A MEDITATION FOR THE FIRST SUNDAY IN ADVENT by DEACON TONY MARTUCCI

Happy New Year, everybody!

No, the deacon isn’t delusional. I didn’t bump my head this morning and I haven’t lost my marbles. Today is the First Sunday of Advent. It is the beginning of the Church’s Liturgical Calendar and it runs until Saturday of the 34th week in Ordinary Time next year.

Advent comes from the latin word advenire, which means “to come to.” While the rest of the world prepares for Christmas, the birthday of Jesus Christ, by decorating, sending cards and buying presents, the Church prepares for the celebration of Christ’s birth but it is also preparing for His return at the end of time. 

Our first and second readings point to that time in a way that is slightly different from the report in the Gospel. They have a more optimistic tone in looking forward to the coming of Christ. St. Paul even gives us some suggestions on how we should prepare ourselves. On the other hand, Jesus’ description is more somber and foreboding. There is an air of uncertainty. People disappearing seems very disconcerting to me. But Christ is simply warning us to be ready for the time when He returns. We may not be around for the end of time, but at the end of our time on earth, He will return for us and we need to be ready for that.

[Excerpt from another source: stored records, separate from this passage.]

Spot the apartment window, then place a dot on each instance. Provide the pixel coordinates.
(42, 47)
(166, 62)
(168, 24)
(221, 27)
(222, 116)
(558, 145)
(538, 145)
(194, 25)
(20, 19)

How are we supposed to to get ready? St. Paul uses the image of throwing off the works of darkness and putting on the clothing of light. We do that by getting rid of those things in our life that separate us from Christ, or that make it harder for us to recognize Him. I don’t think anyone would disagree that we are surrounded by a culture that is opposed to the Christian life. We are constantly tempted to take shortcuts in the way we live and how we treat others. How often do we hear, “Everybody does it!” when we are tempted.

During this season of Advent we can pray more for others, go to confession, read the Bible and reflect on its influence in our lives. We can also speak up for what we believe. Perhaps we can be more generous in our support of charities. Love others as though this is the last chance we have to love. 

A little boy put two cupcakes and two juice boxes in a lunch bag, “Where are you going?”asked his mother. “I’m going to find God.” he answered. She smiled and said, “Be good and don’t be late for supper.”

The boy walked to the park and saw an elderly woman sitting alone on a bench. She was looking down at the ground when he sat next to her. She looked up at him and managed a little smile. He opened his bag and gave her one of his cupcakes and juice box. She took them and gave him a big smile. They ate together and talked for a little while then he said. “I have to go home.” She nodded and reached out to him. He hugged her goodbye.

When he got home his mother asked him how his day was. He answered, “I had lunch with God and she has the nicest smile.”
When the woman went home, her husband asked, “Did you have a nice day?” She smiled and said, “I had lunch with God. I didn’t realize he was so young?”

The message today is: none of us knows when we will meet Christ, so we should be ready.  Be the best person we can be. Make a difference wherever we go. Do the right thing, even if no one is watching.  Before we act, ask ourself, “What would Jesus do?”  Before we speak, think “What would Jesus say?”

“Stay awake! You also must be  prepared, for at an hour you do not expect, the Son of Man will come.”  

We have four weeks of Advent to practice being our best. Let’s pretend that we are children, trying to be good because Santa Claus is watching and we don’t want to be on his naughty list.

Someone IS watching. And we really do want to be on His list of those who are His faithful followers.